Ai Editorial: Managing 3D Secure

Managing 3D Secure- it’s a balancing act

Be it for optimizing security or sustaining favorable conversion rates, airlines need to plan for 3D Secure as part of their customer payment experience initiative, says Ritesh Gupta, Airline Information Correspondent

How to counter mobile fraud? How to make sure the conversion rate doesn’t go down owing to checkout abandonment? These are two key questions that airlines often mull over as they review the performance of their mobile portfolio.

In this context, one needs to careful with traditional 3D Secure, considering that fact that an extra step during the online payment process is added to ensure that the real user is using the card.

Traditionally, online merchants have adopted a binary view to 3D Secure; implement it across all transactions, or don’t implement it at all.

However, both of these approaches have problems. If you apply 3D Secure to all transactions, conversion will suffer, and if you don’t apply it at all, fraud will still be a factor, says Sander Maertens, VP Airlines and Travel, Adyen.

No doubt 3D Secure offers solid protection, however it does add a complication into the checkout for the consumer. As it emerges, experience on a desktop is sub-par and on a mobile it’s even worse. There are other issues that need to be addressed - very slow reaction from schemes and banks to address problem; some merchants live with the poor experience to maintain liability shift enjoyed from 3D Secure transactions; and many merchants have requested that 3D Secure be disabled for all mobile transactions.

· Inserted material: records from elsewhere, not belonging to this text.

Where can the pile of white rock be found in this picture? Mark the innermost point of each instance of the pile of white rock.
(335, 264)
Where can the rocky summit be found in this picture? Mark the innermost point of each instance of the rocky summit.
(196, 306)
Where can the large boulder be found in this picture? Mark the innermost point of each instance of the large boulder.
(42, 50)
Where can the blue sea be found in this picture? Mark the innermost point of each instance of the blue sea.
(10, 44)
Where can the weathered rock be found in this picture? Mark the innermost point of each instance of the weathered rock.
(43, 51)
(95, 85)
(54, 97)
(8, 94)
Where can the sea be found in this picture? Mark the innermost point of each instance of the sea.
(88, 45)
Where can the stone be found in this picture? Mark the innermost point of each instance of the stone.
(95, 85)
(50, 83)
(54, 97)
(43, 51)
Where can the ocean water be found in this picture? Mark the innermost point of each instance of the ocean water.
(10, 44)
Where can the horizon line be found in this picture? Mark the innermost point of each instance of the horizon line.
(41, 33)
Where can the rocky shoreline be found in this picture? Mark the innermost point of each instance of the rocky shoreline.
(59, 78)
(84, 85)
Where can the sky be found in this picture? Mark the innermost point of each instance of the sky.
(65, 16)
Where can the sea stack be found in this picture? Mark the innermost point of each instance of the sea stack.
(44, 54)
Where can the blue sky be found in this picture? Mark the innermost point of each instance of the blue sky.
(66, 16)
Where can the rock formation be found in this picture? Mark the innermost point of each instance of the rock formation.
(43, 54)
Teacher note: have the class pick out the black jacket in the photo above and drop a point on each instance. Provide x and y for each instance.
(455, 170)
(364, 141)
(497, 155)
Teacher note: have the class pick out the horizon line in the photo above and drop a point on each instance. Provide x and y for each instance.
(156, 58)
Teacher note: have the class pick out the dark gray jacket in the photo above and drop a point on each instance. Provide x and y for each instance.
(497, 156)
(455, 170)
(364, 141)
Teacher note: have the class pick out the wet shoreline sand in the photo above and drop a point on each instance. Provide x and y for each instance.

It also needs to be considered that there are markets – like India – where 3D Secure is the norm, and so consumers expect it, says Madrid, Spain-based Celia Pereiro, head of payments at Amadeus.

“In these markets, and specifically in India, 3D Secure actually increases adoption. However, in the majority of markets the additional security can have a negative impact on conversion so airlines should be pragmatic about implementing 3D Secure; it may make sense, for example, to direct transactions which have been identified as suspect by the airline’s fraud management system to 3D Secure as a final check before rejecting the transaction outright. In this way, 3D Secure could be used to increase the conversion rate,” says Pereiro.

Optimal approach

Airlines and travel e-commerce companies need to assess their data by evaluating the value of transactions plus closely evaluate chargebacks. Accordingly, the transaction value limit can be finalized above which 3D Secure can be utilized as an extral layer of security to prevent fraud. As for RoI, positive results can be viewed as hike in revenue and reduction in chargebacks over a period of time.

Also, airlines can  integrate with fraud management tool to organize and work out the 3D Secure arrangement, lets say for local markets, in the backoffice. As for the customer experience, one can opt when to authenticate,   manage what a user sees, and embed authentication in the checkout.

Rather than having a binary view – either being in favour of preventing fraud or not hindering the customer payment experience by avoiding 3D Secure altogether, there is a third possibility.  

“(One can) selectively apply 3D Secure only to high-risk transactions, based on data customized to the airline. The way to do this is to dynamically assess and rank a transaction’s risk score on a scale from low to high, and then trigger 3D Secure only for the high-risk transactions,” recommends Maertens.

This means airlines can avoid routing genuine customers through 3D Secure, ensure a smoother payment flow, and minimize the potential conversion impact. By making 3D Secure a dynamic part of the payment flow, it becomes an asset rather than a conversion killer.

There are offerings that allows airlines to flexibly route transactions according to an intelligent set of business rules which is defined with the customer; these business rules allows airlines to avoid the authentication based on specific parameters, for example, frequent flyer passengers. So airlines can control which transactions are authenticated via a specific rules engine.  This can be categorized depending on the total sum of transaction, SKUs, IP or device used etc.

 

Travel companies cant really abandon 3D Secure, rather they need to plan diligently.

As Adyen recommends, airlines should evaluate aspects that are quite risky for operations, and contemplate automating 3D Secure as an additional security layer only for such transactions.

Also, as witnessed in the past, one can come across a lofty drop-off rate on 3D Secure transactions in case buyers are worried, considering is a security threat. So airlines should engage buyers on the security benefits wherever they can.